Wagons and horses were kept in the building on the left, separate from the rest of the complex in case of fire. In the distance is the boiler house, separate for the same reason.
Tow Away Zone, I’m sure.
Like a grave marker, a single post remembers where Dock 3 stood on the bay.
A train idles beside the Calumet offices. Pentax 67 Medium Format
Looking from one workhouse at another, with the other residents of Mill Hell falling into place as the distance grows. Across the rail yard you can see Froedert Malt elevator and Calumet.
When I first saw Ogilvie’s from the ground, I promised myself to look back when i found my way into this little pitched outcropping which seemed to have the best view of Thunder Bay I could imagine.

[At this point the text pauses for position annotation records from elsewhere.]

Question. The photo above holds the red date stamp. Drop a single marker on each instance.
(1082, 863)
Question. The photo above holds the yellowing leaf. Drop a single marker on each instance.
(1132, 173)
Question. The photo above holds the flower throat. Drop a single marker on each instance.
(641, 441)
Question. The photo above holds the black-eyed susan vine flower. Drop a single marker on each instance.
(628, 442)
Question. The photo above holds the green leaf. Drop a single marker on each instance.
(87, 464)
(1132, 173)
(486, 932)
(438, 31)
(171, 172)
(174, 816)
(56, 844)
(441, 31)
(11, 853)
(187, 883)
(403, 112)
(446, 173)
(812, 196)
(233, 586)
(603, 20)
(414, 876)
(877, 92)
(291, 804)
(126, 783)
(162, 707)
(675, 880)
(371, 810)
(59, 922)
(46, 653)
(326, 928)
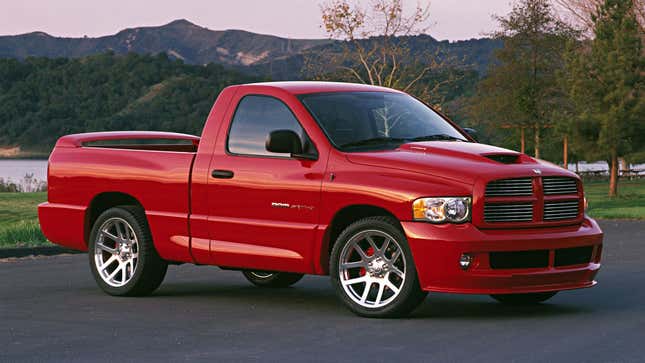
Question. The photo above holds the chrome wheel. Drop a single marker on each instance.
(116, 252)
(372, 268)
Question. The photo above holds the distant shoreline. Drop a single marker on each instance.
(26, 157)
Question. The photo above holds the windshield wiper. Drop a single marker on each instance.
(375, 141)
(437, 137)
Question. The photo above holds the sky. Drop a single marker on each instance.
(451, 19)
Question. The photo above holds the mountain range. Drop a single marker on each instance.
(266, 55)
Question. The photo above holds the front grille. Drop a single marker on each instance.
(510, 187)
(540, 258)
(517, 212)
(559, 185)
(555, 211)
(573, 256)
(519, 259)
(507, 200)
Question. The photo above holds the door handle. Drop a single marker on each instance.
(222, 174)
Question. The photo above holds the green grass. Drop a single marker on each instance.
(630, 203)
(19, 220)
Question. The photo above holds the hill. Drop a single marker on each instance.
(179, 39)
(42, 99)
(257, 54)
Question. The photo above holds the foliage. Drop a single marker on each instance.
(605, 82)
(629, 205)
(520, 92)
(381, 61)
(582, 12)
(28, 184)
(43, 99)
(19, 219)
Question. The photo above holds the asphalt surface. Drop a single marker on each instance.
(51, 310)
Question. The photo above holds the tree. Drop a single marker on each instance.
(606, 83)
(521, 91)
(374, 41)
(583, 12)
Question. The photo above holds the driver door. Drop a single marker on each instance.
(263, 206)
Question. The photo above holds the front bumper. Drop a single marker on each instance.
(437, 248)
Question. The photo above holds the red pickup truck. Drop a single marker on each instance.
(362, 183)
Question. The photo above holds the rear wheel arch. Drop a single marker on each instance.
(102, 202)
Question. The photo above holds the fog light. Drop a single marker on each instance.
(465, 260)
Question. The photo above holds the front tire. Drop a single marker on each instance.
(373, 271)
(524, 299)
(122, 256)
(272, 279)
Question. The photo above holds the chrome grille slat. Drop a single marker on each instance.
(559, 185)
(554, 211)
(517, 212)
(522, 211)
(510, 187)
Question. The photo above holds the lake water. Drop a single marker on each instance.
(17, 169)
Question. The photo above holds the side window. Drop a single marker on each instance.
(255, 118)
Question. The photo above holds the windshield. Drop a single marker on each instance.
(359, 121)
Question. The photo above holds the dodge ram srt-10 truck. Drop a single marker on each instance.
(365, 184)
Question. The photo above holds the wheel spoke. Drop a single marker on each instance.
(391, 286)
(366, 291)
(379, 296)
(116, 270)
(398, 272)
(120, 231)
(372, 244)
(355, 281)
(110, 236)
(395, 256)
(105, 248)
(386, 244)
(360, 251)
(348, 265)
(107, 263)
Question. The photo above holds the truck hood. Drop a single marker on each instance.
(464, 162)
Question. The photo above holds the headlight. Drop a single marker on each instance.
(442, 210)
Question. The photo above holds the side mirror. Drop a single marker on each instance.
(471, 132)
(287, 142)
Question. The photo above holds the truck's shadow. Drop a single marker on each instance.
(322, 300)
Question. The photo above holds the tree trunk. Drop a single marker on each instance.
(565, 151)
(613, 175)
(536, 128)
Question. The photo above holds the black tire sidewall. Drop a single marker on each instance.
(145, 245)
(411, 294)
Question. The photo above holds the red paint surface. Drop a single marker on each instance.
(230, 222)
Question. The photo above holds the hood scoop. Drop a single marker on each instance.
(504, 158)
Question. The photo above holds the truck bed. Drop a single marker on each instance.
(152, 167)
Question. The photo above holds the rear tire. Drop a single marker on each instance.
(272, 279)
(524, 299)
(372, 269)
(122, 256)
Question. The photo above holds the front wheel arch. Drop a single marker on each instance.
(342, 219)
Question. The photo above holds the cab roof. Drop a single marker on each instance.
(304, 87)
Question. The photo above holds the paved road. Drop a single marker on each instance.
(51, 310)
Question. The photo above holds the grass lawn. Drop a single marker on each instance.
(19, 220)
(630, 203)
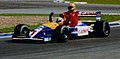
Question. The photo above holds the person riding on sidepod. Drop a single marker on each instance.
(71, 16)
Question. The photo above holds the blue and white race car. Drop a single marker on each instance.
(51, 32)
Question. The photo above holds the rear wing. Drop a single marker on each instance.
(91, 14)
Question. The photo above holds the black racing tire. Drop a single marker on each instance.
(60, 34)
(21, 30)
(101, 29)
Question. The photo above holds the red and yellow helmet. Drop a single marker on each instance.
(71, 6)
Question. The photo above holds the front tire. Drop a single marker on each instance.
(61, 34)
(21, 30)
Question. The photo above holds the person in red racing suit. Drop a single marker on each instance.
(71, 16)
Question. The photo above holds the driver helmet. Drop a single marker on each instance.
(71, 7)
(59, 19)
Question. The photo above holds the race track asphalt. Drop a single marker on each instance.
(82, 48)
(47, 7)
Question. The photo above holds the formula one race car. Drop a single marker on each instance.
(51, 32)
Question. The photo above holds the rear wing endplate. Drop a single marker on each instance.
(91, 14)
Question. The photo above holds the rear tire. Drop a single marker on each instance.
(101, 29)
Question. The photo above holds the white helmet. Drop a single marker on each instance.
(59, 19)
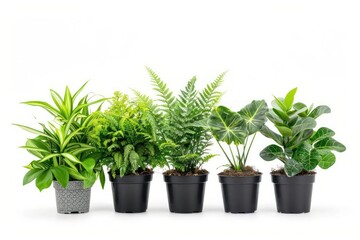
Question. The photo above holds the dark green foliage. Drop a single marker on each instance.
(61, 146)
(126, 135)
(236, 128)
(299, 146)
(185, 142)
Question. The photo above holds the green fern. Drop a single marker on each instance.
(184, 143)
(126, 135)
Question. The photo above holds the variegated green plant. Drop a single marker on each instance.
(298, 145)
(237, 130)
(61, 147)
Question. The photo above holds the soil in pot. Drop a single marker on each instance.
(240, 190)
(185, 191)
(131, 192)
(293, 194)
(73, 199)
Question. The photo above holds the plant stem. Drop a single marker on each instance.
(234, 159)
(240, 159)
(227, 157)
(248, 150)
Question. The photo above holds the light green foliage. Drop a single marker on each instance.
(299, 146)
(237, 128)
(61, 146)
(126, 135)
(185, 142)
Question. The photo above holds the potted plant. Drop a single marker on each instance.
(184, 142)
(300, 148)
(240, 182)
(125, 135)
(63, 156)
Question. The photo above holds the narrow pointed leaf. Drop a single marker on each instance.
(318, 111)
(272, 152)
(31, 175)
(254, 115)
(327, 160)
(289, 99)
(292, 167)
(44, 180)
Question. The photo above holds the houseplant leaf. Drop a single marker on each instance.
(254, 115)
(227, 126)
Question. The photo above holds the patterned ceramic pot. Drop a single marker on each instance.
(73, 199)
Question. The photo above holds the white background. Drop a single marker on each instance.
(268, 47)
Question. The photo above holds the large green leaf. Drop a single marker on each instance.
(53, 111)
(322, 133)
(303, 124)
(71, 157)
(307, 156)
(227, 126)
(292, 167)
(89, 180)
(44, 179)
(61, 175)
(289, 99)
(31, 175)
(272, 152)
(267, 132)
(327, 160)
(285, 131)
(330, 144)
(319, 110)
(254, 115)
(102, 178)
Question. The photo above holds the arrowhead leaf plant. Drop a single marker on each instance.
(298, 145)
(61, 148)
(237, 130)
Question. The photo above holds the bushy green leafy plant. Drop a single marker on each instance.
(299, 146)
(237, 128)
(184, 142)
(126, 135)
(61, 147)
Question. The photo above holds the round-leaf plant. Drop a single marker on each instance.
(61, 147)
(298, 145)
(236, 129)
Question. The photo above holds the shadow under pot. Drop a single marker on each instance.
(240, 193)
(186, 193)
(72, 199)
(293, 194)
(130, 193)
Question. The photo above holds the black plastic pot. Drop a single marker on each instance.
(293, 194)
(240, 193)
(186, 193)
(130, 193)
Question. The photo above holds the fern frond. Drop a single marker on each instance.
(163, 91)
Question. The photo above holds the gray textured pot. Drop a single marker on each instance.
(73, 199)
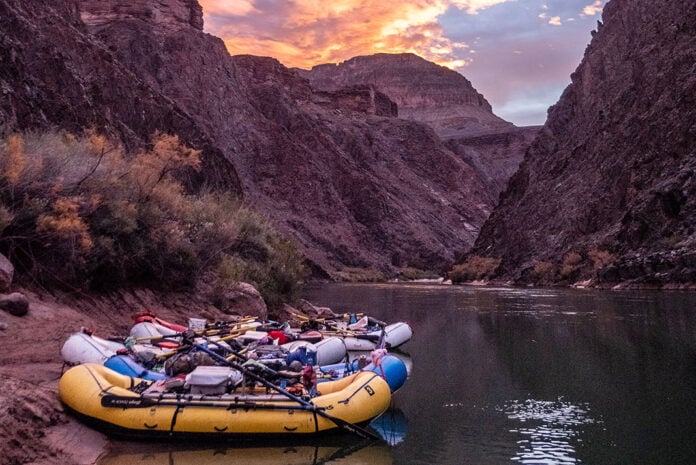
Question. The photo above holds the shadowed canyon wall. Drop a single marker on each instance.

It turns out, though, that there is no floor in that section; it is just extended machine access! Oh well. Mount McKay in the background in the last light.
The city constructed a wall in the early 2000s to discourage visitors. Note the staircase is cut off, too.
An elevator is reflected in the flooded footprint of Spencer & Kellogg. These trains are in storage for the winter.
Fake Fact: The term ‘stovetop hat’ was coined by Island Station’s architect while trying to explain why he wanted to put the steel chimney on the station. ‘Live Here’ was part of the advertising when the building was host to artist lofts. They weren’t kidding.